Shockley's record as a lobbyist is staggering. Though his efforts, he was able to direct over $150 million in pork barrel projects to his clients, earning himself $1.5 million in his first year as a lobbyist. And, Shockley was able to insure that his grateful clients directed hundreds of thousands of dollars to Representative Lewis and his political action committee.

Last year, Lewis' largess within the party, thanks to the efforts of lobbyists like Shockley helped Lewis achieve the chairmanship of the House Appropriations Committee. Lewis asked Shockey to work for the committee. Shockley accepted the job despite a 10 fold reduction in salary. But, the Shockley family won't go hungry.
Copeland, Lowery, Jacquez — where Lewis’s close friend Bill Lowery, a former California congressman, is a partner — gave Shockey a $600,000 going-away buyout, according to Shockey’s financial disclosure form. He was to receive his buyout in three $200,000 payments scheduled for February, May and August 2005 — even as he was in his committee post. The firm would also keep Shockey in the family by hiring his wife, Alexandra — another former Lewis aide — as a consulting lobbyist.
What a sweet deal this is for Lewis. No matter where Shockey works, he ends up helping raise funds for Lewis. From Shockley's perspective, no matter where he works, his take home pay is going to be substantial. It's a win, win, win situation.

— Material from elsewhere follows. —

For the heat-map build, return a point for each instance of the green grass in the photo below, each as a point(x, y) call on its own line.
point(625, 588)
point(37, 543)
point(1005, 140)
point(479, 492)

Well, except for the taxpayers who are covering the cost of all of Lewis' earmarks to companies that Shockley used to represent, but which are now represented by someone else, who also used to work for Lewis.
With the help of another former Lewis aide who took over some Shockey accounts at his lobbying firm, many of Shockey's more than 50 former clients have continued to land tens of millions of dollars in earmarks, courtesy of the panel Shockey now helps Lewis run.
Jerry Lewis sure knows how to rig the game in his favor.